Napier Prison, built in 1862 on Bluff Hill above the Hawke's Bay settlement of Napier, is the oldest surviving prison in New Zealand and is widely considered the most haunted building in the country. Closed in 1993 after 131 years of operation, it housed a succession of increasingly dangerous populations — petty criminals, political prisoners, the criminally insane, and finally Hawke's Bay's worst violent offenders — and was the site of New Zealand's last executions by hanging in 1912. At least seven prisoners were executed there, and hundreds more died of illness, violence, and suicide inside the walls.

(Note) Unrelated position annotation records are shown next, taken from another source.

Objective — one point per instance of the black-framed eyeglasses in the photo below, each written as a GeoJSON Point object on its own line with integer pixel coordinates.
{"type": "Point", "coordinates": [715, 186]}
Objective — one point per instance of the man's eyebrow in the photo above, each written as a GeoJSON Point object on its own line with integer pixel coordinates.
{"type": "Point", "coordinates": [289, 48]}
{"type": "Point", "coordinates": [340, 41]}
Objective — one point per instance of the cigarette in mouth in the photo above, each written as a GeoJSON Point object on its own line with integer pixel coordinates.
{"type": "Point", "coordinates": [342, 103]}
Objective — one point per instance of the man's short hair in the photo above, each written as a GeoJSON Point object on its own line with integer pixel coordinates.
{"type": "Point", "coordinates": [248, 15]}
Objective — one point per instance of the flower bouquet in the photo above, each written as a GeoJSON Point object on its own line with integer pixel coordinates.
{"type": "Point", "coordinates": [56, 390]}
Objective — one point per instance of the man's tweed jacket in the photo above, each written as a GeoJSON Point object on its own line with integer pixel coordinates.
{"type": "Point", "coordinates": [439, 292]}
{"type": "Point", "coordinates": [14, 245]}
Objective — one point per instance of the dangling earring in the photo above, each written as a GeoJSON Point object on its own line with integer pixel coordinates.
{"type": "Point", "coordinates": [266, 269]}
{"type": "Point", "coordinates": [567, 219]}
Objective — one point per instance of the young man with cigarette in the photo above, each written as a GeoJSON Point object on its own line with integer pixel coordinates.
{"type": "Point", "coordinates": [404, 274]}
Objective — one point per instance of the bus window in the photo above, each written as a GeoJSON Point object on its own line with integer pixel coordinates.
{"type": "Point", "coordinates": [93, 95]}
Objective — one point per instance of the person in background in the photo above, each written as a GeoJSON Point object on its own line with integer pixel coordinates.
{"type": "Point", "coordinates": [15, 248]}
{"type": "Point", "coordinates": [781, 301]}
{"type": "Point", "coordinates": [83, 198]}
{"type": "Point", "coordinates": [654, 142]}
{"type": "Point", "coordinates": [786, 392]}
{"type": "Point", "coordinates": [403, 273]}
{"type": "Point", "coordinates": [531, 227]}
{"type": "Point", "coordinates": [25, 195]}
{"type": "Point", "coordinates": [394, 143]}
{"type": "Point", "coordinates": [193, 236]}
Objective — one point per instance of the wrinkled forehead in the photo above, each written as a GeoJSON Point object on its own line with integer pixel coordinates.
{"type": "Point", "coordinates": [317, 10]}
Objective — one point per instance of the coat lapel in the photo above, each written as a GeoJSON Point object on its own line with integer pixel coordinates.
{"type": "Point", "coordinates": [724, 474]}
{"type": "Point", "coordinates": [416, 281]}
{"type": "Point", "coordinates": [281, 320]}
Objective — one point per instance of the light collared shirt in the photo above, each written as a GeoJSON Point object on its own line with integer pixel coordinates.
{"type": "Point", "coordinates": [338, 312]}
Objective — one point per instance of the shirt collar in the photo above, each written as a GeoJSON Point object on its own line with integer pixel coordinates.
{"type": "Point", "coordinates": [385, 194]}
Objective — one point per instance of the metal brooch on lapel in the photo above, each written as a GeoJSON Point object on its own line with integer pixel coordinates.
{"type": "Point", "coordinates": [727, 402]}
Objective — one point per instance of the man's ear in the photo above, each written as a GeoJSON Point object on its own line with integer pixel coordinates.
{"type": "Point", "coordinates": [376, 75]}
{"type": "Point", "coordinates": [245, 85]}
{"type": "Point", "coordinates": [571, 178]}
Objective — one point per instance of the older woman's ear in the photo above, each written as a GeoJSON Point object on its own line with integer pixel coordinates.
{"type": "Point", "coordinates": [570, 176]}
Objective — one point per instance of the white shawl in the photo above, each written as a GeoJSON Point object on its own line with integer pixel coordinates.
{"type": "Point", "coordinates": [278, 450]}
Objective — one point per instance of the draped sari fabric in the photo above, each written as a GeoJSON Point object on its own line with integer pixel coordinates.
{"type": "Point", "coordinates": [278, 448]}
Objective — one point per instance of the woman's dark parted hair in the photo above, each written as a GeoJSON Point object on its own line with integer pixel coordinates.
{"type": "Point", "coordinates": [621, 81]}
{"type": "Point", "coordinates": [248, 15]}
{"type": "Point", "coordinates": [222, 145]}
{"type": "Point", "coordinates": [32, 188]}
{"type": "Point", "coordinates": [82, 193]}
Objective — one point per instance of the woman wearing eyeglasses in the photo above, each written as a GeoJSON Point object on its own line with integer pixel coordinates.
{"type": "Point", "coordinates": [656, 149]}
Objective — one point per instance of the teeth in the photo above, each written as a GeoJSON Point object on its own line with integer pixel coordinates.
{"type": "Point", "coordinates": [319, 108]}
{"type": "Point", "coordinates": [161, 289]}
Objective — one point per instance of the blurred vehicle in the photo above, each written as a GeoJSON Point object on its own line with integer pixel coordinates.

The building's paranormal activity is catalogued in an unusually detailed register maintained by its current owner, who operates the prison as a guided-tour attraction. Specific hotspots include the punishment cells in Section C, where inmates were confined in total darkness for weeks; the Women's Wing, haunted by 'Frances,' an 1880s prisoner who hanged herself in her cell; the hanging yard, where visitors report sudden temperature drops and the impression of being choked; and the prison morgue, still containing an original autopsy table. The 1931 Hawke's Bay earthquake — which killed 256 people across the bay — destroyed portions of the prison and reportedly opened what staff describe as a 'permanent thin place' in the east wing.
Independent paranormal investigation at Napier Prison by the Australasian Society for Paranormal Research and the New Zealand Paranormal Association has documented more than 1,200 anomalous incidents since 2003. Ghost Adventures filmed an episode at the prison in 2019. The site's combination of authenticated execution history, unusually complete original architecture, and the trauma of the 1931 earthquake has given Napier Prison a concentrated ghost-report profile unmatched elsewhere in the country. Visitors on overnight stays — permitted by the prison's current operators — describe the experience as among the most unsettling in New Zealand tourism.